Recently, Harness launched its CD Community Edition. It’s a forever free, source-available, on-premises edition of Harness CD. Join us on the journey of how we managed to ship Harness CD Community Edition with the resource requirements of 3 GB of memory and 2 CPUs.
When we started working on Harness CD Community Edition, a key goal was to ship it with sufficiently low resource specs so that developers can download, install, and use the product even on their personal laptops. We wanted anyone with 3 GB of memory and 2 CPUs to be able to use the product without any issues.
Today, in Part 1 of this post, we’ll discuss how we have run all of our services within the 3 GB memory limit. In Part 2, we’ll discuss how we achieved our other targets of 2 CPUs and keeping the overall product startup time to approximately two minutes for the best developer experience.
As of the publishing date for this post, we can run up to eight concurrent deployments with these specs on a laptop without any issues!
In Harness, we have a microservices-based architecture. Harness CD Community Edition is shipped with 12 services in total:
- Two UI services
- Infrastructure services (Mongo, Redis, NGINX)
- Manager services for handling Secrets, Connectors, Git Experience, Authentication [Java]
- Pipeline service [Java]
- Delegate Proxy service
- Source Code Management Service (SCM) [Go]
- Log service [Go]
- Notification service [Java]
When we started this effort, the overall memory footprint for these 12 services was approximately 12 GB. The following image has the output of the “docker stats” command.
Here, we see that four of our main Java based services used roughly 11 GB of memory out of the total 12 GB of memory. The eight other services consumed far less memory comparatively.
For these eight services, we estimated that roughly 300 MB of memory was required for Mongo and 128 MB was required for Redis to cater to the expected workload, and the six other services could fit roughly within 300 MB of memory. That left us with approximately 2.25 GB (3 - 0.75 GB) of memory for our four other main services.

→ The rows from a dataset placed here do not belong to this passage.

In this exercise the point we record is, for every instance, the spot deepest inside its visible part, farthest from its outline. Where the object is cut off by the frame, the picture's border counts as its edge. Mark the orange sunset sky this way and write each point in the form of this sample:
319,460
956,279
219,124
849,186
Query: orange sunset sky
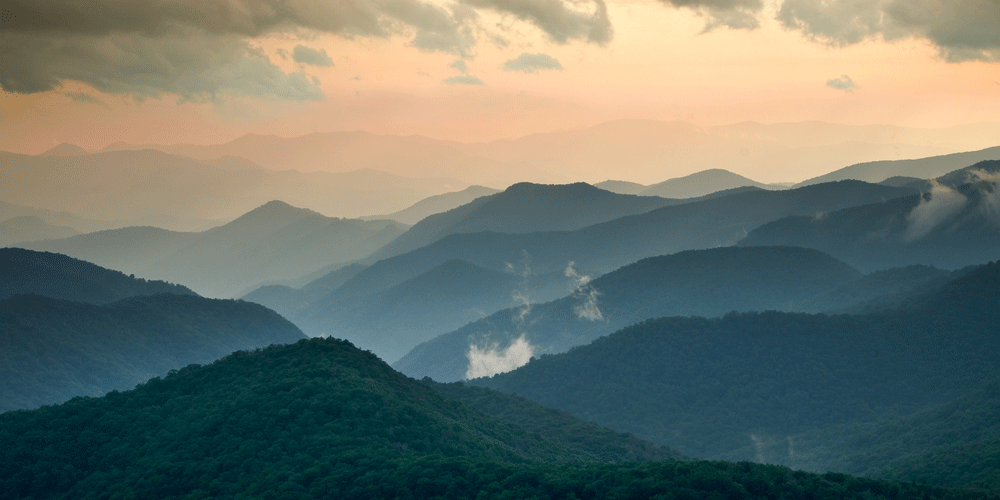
94,72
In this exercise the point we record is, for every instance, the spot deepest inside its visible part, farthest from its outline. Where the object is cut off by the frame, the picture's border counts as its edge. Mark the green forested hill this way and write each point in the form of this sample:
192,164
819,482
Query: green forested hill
52,350
709,282
321,419
709,386
58,276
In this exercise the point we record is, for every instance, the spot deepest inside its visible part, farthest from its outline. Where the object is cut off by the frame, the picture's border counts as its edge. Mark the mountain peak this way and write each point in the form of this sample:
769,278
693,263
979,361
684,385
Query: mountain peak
65,149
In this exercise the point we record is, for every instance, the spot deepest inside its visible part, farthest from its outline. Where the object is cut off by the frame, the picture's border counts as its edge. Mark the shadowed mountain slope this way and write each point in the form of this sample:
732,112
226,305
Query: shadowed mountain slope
698,282
701,184
321,419
61,277
272,242
145,183
954,225
922,168
435,204
709,386
524,208
55,350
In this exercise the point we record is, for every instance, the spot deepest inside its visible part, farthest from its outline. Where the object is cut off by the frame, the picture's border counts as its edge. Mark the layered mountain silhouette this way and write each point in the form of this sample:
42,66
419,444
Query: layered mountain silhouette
435,204
954,225
61,277
701,184
710,386
952,444
60,349
524,208
274,241
321,418
144,183
781,150
922,168
31,228
698,282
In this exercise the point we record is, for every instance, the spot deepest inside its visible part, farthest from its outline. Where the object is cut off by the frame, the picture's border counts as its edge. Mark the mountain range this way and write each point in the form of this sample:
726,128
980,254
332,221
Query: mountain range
707,387
272,242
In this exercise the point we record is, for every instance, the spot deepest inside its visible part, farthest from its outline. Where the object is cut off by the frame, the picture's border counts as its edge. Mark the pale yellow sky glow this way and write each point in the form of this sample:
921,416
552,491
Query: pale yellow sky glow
658,65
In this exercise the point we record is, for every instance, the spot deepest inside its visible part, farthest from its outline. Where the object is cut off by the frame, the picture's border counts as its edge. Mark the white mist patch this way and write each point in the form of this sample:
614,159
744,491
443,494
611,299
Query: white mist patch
943,204
989,194
491,360
522,296
587,309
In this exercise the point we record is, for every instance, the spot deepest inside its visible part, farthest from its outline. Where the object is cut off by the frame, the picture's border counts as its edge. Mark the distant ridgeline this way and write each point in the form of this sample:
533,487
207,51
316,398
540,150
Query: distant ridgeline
115,332
321,419
748,381
61,277
955,223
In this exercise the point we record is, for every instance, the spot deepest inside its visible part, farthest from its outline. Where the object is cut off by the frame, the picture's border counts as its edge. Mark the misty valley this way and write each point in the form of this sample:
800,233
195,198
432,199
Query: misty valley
230,322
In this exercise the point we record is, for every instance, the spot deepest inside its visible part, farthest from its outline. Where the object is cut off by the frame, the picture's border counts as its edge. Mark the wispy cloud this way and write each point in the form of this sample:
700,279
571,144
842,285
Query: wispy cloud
842,83
531,63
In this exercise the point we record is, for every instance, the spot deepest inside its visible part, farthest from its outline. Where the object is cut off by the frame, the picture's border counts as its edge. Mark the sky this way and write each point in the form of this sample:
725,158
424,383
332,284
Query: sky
95,72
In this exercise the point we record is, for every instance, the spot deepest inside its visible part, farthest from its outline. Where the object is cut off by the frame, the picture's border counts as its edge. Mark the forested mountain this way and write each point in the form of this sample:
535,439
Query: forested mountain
30,228
696,282
524,208
708,386
391,322
321,419
61,277
954,225
953,444
272,242
56,349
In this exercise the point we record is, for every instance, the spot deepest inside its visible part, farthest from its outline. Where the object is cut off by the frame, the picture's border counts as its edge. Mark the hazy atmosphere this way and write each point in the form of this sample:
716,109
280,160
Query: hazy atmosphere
510,249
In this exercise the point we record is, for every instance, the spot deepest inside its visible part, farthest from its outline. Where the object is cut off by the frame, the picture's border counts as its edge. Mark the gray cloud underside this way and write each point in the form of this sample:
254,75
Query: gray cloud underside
201,50
737,14
962,30
311,56
558,18
194,68
531,63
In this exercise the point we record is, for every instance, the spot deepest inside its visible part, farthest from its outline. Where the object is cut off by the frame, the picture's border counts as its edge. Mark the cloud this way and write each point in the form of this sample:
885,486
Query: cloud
204,49
561,20
531,63
464,80
83,97
962,30
308,55
843,83
492,360
196,68
736,14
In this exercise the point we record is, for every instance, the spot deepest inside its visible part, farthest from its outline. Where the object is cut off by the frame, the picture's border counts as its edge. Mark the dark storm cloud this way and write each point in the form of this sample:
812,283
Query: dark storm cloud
531,63
737,14
562,20
200,49
308,55
196,68
83,97
962,30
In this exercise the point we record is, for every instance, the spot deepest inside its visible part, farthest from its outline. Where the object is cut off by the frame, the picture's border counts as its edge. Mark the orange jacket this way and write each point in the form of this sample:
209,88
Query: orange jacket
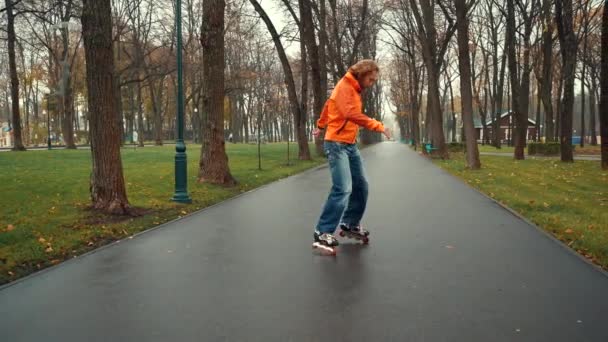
343,113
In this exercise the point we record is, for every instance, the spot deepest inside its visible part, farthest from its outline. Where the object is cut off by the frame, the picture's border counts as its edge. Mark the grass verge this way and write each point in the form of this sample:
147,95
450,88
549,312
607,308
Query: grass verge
568,200
44,197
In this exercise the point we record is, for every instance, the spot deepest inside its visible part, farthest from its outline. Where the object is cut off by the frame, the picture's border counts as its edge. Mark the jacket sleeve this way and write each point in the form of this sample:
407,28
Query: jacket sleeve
347,104
322,122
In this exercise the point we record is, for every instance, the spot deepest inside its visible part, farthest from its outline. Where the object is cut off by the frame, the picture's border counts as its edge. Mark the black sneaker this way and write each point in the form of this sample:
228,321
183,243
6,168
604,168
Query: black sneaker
354,230
357,233
325,242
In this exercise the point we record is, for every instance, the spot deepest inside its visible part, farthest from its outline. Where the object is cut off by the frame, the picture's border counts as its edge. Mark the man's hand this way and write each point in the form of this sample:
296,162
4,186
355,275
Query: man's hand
316,132
387,133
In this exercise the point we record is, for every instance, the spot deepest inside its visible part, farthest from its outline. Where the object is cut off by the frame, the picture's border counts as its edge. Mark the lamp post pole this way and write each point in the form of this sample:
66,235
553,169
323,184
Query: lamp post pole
181,165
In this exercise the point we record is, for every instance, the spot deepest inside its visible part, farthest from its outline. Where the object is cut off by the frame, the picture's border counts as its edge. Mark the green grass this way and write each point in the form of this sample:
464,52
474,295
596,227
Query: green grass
490,148
568,200
587,150
44,198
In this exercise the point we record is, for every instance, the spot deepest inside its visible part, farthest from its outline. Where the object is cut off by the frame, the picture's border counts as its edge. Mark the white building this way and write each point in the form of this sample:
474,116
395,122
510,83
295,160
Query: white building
6,135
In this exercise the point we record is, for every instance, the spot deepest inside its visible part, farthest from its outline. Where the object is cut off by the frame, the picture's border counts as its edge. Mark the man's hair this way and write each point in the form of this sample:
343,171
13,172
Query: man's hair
363,67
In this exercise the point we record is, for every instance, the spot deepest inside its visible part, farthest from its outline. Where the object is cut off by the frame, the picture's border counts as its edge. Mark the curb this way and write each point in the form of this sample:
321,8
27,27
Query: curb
77,258
530,223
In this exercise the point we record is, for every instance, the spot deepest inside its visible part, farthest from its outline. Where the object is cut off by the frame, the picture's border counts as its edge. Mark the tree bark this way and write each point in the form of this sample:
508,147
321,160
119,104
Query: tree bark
108,193
464,66
158,117
299,116
567,38
314,58
12,64
592,103
585,33
214,160
547,75
513,70
604,88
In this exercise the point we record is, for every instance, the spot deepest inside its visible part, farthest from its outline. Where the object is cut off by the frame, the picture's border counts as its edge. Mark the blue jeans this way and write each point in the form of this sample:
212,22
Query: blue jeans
348,196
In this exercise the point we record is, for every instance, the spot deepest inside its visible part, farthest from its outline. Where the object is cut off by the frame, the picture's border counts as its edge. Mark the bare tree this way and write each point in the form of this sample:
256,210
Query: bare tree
213,165
296,107
12,64
464,65
567,39
604,88
434,47
108,193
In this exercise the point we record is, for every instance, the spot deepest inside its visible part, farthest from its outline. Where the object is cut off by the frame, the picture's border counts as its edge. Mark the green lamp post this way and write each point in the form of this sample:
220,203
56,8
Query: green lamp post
181,165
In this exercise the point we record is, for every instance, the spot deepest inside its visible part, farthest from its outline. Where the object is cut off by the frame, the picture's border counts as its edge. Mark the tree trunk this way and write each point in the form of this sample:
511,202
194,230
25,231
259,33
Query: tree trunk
214,160
583,135
108,193
319,93
68,121
158,118
537,133
140,116
514,80
547,75
299,116
12,64
567,38
604,88
558,106
464,66
592,103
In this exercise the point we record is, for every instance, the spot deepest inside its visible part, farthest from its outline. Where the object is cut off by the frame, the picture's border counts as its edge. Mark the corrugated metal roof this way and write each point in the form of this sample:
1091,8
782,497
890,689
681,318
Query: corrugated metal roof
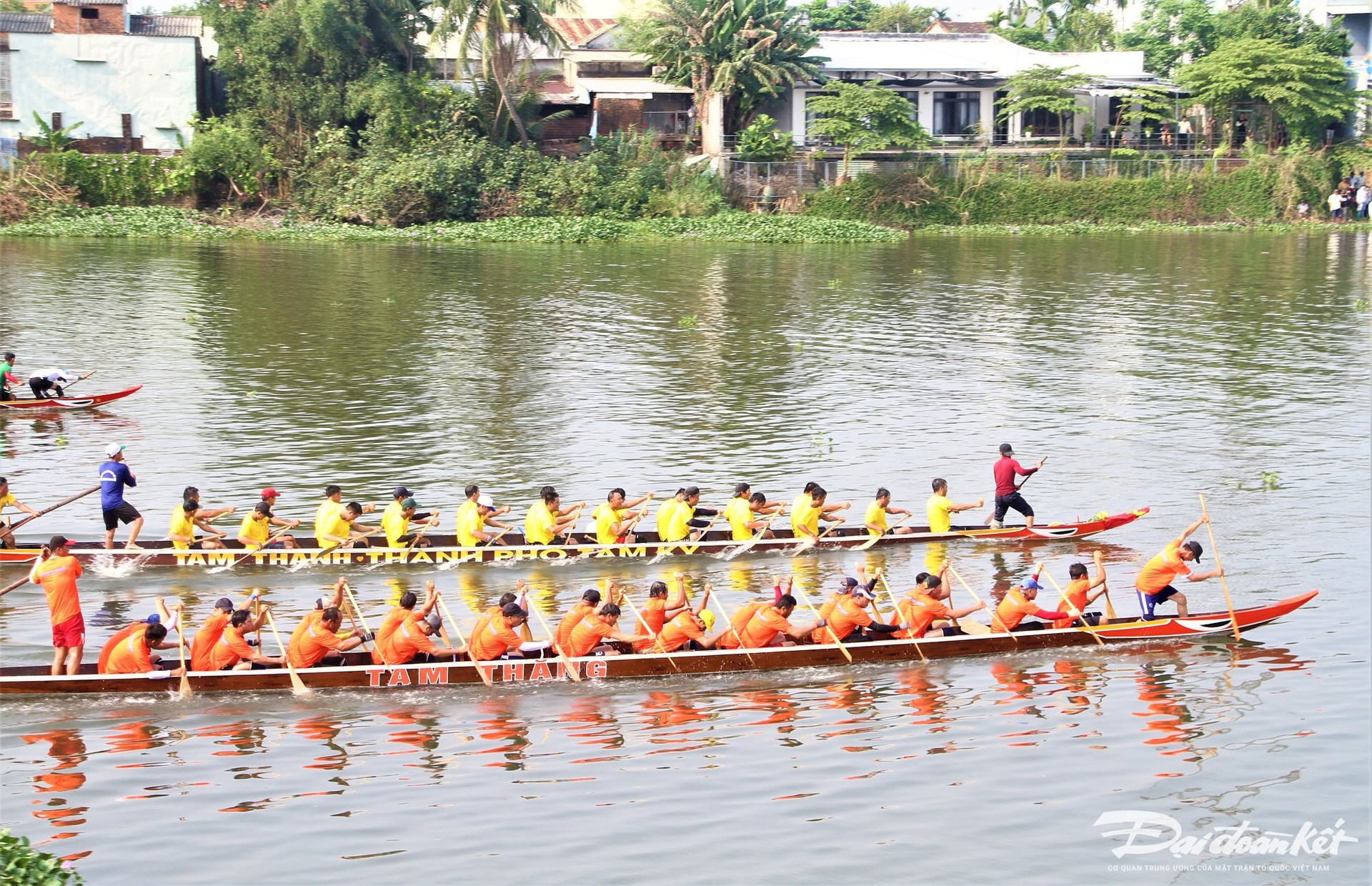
25,24
165,25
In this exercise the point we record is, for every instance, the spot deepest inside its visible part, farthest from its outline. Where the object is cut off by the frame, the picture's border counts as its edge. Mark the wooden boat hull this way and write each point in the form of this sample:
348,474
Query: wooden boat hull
365,675
445,549
69,402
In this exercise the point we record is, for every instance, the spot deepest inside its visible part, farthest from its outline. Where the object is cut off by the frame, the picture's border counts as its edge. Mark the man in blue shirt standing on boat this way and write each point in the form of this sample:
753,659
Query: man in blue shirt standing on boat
114,477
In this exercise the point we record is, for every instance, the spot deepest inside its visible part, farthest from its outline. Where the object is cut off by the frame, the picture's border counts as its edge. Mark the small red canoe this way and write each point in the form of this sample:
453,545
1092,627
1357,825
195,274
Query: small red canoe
70,402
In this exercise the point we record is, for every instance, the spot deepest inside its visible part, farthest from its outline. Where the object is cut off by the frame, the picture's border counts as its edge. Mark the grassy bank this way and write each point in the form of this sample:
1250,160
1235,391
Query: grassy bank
165,222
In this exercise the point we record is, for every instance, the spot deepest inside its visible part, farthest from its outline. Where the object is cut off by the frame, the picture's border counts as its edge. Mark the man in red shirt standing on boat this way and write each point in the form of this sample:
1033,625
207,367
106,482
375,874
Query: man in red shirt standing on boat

This meant that we had to diminish the memory requirements of each of these four services from the current 2.75 GB of memory on average per service to 600 MB of memory to achieve our target. The following sections detail how we did this.
Before we could reduce the memory, we first had to understand how these services are using their memory.
Note that since all four of the services are Java-based services, we will take NG Manager service as an example here. A similar process was followed for the three other services.
Java provides a simple way to visualize JVM memory usage. We can enable Native Memory Tracking (NMT), which tracks the internal memory usage of the JVM. NMT can be enabled by using this command line option: -XX:NativeMemoryTracking=summary
Once memory tracking is enabled, we can get the current JVM memory usage using this command: jcmd <Java_Process_ID> VM.native_memory summary
Here’s the memory profile of NG Manager service when we started:
Memory AreaDescriptionUsageHeapHolds Java Objects. Biggest chunk of memory768 MBClass MetadataContains information about the classes that JVM has loaded180 MBThreadsThread Stack (1 MB per thread)600 MBCodeCompiled code by JIT compiler is placed here50 MBGCMemory used by GC algorithm for its processing80 MBInternalUsed for JVM Internal operations. Direct Byte Buffers are allocated here200 MBSymbolConstants from class files50 MB
On analyzing this profile, we gained valuable insights regarding where to focus our efforts to reduce the memory footprint.
- Heap: It used approximately 40% of the total memory.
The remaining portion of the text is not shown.